A stranger threw two pistoles at the executioner, a few crowns to the other valets of the scaffold, and a few silvers at the gravedigger. The people sighed...The last traitor was taken; the traitors finished. The crowd prayed then scattered, repeating halfhearted recountings and compared notes with each other. It had been...a most impressionable sight.

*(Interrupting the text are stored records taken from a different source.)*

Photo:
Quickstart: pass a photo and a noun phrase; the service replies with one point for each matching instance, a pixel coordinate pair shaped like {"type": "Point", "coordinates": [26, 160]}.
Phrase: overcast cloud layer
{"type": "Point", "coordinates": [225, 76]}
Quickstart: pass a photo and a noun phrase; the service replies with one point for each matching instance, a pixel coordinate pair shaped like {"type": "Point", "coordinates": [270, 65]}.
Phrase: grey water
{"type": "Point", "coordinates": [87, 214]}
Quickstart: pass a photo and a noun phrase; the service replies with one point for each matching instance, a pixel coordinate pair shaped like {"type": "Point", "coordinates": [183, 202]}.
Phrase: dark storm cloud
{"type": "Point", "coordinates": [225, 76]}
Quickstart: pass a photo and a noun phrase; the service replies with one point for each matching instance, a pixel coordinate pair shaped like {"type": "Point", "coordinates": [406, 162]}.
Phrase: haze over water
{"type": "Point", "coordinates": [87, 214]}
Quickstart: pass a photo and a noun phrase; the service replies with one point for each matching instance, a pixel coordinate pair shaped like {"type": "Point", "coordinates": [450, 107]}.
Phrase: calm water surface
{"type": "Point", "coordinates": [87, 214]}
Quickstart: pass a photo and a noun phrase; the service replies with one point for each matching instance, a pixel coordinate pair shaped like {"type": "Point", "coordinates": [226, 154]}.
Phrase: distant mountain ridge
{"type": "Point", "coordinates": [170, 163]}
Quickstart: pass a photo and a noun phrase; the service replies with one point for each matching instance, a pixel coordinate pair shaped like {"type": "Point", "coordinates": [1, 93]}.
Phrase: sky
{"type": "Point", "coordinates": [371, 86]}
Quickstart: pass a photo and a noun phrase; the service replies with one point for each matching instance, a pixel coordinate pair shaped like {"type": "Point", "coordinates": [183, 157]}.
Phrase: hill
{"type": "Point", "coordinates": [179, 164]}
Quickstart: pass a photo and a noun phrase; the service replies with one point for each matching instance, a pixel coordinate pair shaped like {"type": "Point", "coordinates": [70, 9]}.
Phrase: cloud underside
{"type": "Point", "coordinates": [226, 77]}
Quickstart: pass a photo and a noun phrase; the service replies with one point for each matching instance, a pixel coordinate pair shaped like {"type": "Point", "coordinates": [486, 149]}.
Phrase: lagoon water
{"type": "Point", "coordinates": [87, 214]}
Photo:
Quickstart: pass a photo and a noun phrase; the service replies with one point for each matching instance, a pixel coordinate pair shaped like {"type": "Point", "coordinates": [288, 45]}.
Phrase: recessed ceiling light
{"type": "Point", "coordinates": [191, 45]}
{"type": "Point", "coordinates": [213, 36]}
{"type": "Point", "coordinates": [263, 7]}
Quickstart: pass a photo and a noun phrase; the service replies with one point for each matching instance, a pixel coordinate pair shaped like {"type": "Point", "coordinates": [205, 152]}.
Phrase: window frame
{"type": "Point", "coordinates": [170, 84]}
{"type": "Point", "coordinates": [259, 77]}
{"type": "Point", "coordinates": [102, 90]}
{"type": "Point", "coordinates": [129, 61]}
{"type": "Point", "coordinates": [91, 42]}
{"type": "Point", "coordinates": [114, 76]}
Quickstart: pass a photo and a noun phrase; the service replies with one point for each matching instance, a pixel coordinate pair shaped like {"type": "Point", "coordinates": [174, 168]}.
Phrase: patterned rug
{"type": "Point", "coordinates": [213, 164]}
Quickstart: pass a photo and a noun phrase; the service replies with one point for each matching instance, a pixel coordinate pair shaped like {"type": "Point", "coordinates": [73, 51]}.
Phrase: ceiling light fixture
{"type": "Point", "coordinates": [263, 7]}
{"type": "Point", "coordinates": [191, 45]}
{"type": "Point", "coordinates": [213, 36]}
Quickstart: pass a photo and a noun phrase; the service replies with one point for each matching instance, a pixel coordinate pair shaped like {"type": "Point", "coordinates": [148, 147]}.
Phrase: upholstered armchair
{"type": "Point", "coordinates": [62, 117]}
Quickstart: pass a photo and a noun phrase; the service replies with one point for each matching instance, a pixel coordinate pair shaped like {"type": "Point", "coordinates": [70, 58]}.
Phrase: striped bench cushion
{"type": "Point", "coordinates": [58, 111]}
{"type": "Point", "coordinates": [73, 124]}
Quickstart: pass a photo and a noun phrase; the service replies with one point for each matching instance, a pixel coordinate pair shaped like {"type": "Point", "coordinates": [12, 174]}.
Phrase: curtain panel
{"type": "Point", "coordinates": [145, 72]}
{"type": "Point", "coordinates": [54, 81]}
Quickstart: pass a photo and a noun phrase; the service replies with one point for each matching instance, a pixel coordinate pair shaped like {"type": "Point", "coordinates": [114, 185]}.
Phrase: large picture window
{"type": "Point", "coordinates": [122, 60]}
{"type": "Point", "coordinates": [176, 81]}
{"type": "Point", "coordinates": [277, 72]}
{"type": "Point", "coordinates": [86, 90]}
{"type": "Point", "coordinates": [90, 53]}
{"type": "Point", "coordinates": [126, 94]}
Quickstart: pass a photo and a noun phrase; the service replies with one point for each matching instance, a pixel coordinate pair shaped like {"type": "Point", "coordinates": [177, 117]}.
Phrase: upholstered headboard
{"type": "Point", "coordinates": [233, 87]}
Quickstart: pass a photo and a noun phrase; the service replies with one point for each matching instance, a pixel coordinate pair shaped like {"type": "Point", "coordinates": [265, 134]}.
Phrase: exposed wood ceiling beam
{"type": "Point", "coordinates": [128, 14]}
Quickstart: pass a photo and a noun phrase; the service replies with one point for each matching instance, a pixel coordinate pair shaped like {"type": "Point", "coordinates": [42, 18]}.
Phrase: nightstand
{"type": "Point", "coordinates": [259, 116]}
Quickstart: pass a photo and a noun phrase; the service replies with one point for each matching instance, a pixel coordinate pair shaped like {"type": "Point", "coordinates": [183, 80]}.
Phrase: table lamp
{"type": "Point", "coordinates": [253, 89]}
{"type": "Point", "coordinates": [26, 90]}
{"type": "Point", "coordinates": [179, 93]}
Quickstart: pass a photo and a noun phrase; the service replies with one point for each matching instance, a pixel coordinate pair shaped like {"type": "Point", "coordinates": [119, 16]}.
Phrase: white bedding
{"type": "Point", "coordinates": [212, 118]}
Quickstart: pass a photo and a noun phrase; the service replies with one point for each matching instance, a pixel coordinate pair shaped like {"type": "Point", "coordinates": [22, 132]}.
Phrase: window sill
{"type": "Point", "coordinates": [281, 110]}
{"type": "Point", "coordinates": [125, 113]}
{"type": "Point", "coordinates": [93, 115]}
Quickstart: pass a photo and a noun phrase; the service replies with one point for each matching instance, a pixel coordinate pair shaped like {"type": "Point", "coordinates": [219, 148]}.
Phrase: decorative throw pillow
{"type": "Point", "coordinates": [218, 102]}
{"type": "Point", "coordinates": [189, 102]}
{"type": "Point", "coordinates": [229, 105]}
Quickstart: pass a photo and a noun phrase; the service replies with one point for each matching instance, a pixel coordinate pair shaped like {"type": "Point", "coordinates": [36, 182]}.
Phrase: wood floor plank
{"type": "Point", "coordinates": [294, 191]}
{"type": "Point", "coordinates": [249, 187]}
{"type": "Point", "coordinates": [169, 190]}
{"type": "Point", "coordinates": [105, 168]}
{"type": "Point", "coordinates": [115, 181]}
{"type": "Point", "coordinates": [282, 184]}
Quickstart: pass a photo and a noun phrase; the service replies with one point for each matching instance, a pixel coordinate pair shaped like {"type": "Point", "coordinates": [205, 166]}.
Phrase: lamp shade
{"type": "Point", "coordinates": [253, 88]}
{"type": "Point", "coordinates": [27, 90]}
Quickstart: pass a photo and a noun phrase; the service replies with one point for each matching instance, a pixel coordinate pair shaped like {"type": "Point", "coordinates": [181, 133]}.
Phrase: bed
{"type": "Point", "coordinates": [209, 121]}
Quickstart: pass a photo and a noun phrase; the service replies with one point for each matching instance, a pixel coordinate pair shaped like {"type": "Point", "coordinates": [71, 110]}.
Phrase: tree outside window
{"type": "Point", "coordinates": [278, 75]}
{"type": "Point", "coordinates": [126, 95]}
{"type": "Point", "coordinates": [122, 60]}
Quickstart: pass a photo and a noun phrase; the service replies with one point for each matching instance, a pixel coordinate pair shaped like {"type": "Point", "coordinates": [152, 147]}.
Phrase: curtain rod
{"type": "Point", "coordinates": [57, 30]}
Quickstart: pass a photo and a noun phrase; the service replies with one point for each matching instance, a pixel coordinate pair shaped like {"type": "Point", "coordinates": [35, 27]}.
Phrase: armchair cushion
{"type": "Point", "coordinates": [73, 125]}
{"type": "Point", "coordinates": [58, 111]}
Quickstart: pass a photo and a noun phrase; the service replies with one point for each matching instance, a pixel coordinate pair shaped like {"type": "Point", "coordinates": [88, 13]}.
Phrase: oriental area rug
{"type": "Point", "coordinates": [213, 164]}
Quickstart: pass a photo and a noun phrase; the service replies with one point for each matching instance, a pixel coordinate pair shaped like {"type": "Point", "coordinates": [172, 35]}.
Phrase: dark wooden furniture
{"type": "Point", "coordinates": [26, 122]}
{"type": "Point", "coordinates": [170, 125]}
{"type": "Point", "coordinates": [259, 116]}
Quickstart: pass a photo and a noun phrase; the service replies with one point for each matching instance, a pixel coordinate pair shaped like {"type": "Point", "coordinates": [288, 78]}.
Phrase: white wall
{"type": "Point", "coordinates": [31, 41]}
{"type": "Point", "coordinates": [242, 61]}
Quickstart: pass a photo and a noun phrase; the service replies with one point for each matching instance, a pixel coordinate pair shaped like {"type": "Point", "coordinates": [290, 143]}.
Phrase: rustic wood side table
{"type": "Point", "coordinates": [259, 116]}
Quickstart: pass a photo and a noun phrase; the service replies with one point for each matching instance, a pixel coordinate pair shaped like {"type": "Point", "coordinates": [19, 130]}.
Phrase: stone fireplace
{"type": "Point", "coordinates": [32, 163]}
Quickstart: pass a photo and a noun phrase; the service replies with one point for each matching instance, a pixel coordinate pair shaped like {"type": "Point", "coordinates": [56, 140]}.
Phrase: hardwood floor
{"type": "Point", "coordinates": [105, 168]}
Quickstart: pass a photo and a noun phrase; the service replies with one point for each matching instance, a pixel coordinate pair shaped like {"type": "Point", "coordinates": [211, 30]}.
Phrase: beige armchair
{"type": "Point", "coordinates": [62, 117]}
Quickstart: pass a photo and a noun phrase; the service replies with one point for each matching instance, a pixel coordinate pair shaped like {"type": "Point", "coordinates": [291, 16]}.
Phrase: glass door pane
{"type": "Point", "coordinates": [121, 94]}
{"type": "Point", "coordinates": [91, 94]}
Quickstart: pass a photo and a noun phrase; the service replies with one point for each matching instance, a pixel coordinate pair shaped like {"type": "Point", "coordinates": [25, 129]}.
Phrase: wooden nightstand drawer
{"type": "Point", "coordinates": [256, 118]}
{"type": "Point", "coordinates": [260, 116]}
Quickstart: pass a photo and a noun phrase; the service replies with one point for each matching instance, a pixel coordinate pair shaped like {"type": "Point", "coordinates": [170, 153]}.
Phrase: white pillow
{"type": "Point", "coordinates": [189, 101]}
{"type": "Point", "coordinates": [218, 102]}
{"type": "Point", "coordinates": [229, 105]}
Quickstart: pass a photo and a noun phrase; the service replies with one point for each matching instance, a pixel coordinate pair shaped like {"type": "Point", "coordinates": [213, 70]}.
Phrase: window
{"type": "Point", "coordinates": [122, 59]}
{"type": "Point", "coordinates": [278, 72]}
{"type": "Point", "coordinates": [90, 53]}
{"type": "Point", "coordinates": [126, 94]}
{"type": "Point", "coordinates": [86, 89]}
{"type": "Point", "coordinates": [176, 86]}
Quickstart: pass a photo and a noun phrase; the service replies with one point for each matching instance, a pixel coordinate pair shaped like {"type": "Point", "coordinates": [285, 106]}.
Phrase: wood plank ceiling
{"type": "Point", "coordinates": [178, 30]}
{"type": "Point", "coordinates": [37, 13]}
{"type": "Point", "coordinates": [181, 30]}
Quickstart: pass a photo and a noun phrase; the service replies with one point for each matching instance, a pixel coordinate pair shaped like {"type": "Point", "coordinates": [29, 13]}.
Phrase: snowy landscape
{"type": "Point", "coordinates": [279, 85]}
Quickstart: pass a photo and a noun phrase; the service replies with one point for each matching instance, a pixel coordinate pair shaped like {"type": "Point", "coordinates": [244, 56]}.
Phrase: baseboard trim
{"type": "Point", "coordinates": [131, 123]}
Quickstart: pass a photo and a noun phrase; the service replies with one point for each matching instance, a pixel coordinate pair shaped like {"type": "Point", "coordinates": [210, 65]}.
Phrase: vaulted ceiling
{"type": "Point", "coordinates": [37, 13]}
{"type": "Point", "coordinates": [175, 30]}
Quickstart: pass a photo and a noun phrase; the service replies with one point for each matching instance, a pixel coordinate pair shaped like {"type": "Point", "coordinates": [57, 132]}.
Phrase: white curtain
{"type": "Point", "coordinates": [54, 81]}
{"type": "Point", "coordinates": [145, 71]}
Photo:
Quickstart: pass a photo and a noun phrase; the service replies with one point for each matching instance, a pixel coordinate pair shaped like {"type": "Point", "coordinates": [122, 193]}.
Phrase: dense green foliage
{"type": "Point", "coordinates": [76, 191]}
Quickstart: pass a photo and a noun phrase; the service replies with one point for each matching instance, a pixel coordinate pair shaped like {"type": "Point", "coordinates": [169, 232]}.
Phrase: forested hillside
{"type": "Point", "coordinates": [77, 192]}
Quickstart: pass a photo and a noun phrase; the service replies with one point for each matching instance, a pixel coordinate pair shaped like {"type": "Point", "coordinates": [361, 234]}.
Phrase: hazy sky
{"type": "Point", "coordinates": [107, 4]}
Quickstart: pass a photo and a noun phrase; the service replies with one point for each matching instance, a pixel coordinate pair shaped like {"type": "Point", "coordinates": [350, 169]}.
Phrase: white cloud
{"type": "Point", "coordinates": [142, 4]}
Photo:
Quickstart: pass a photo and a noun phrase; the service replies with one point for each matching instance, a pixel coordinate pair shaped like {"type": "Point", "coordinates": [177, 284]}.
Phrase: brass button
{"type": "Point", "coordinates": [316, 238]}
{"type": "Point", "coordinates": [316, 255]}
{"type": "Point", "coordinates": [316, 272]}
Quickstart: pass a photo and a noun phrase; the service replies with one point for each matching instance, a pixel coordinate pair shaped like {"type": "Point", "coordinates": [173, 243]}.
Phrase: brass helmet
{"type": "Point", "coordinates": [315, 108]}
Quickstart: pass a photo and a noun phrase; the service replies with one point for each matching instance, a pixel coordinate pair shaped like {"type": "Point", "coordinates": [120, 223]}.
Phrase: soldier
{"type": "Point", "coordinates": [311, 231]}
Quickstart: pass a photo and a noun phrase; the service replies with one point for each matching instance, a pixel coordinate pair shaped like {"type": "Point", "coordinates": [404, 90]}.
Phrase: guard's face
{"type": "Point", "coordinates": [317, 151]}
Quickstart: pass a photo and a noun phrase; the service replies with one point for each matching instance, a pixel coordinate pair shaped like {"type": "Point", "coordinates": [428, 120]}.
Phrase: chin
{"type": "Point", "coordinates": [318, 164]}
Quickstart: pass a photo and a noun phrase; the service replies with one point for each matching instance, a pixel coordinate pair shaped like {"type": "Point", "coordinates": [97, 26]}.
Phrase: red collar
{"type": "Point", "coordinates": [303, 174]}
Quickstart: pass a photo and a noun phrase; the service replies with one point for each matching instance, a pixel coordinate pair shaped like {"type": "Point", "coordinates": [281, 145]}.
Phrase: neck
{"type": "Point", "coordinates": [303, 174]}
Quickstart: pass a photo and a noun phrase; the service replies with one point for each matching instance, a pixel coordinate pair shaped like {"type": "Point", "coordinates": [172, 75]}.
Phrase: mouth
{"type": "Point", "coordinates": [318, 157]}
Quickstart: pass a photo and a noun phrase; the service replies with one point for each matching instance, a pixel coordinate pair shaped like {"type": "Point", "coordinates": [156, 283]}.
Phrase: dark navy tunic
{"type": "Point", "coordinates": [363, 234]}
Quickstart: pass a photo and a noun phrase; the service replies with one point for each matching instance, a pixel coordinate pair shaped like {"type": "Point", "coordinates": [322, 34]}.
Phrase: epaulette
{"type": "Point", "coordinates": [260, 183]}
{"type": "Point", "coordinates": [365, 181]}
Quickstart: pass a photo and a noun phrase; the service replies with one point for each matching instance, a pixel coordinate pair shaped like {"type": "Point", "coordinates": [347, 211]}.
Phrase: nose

The dead lecherous woman’s slackened face was then affixed above the scaffold at the center of Paris to ensure no one would miss the grisly display. Her red gore- slicked esophagus fitted snuggly onto the top of the pointed rusted shard, slid down until it cracked deep through the roof of her mouth and through her dead brain. In time, the once- arresting Marquise de Villar's head would decompose right beside her criminal lover, exactly both the law and she had wished.
A woman, and a mother no less, the Madame's comely head stood out amongst the row of traitor's heads. Her powdered blonde coiffure practically glowed in the sunlight that blasted the Place de Greve. Her half-lidded eyes and full, slightly parted lips left her with a seductive expression, silently welcoming anyone who came upon her, and who came up close to scrutinize her famous mouth and tongue. Just like the others, she was a warming and one properly left to rot as a further warning, but the look of satisfaction on her dead face, and the frozen moan hinted that some how, her last fibers in this world crested on the feathery pleasures she left shining on those foul boards.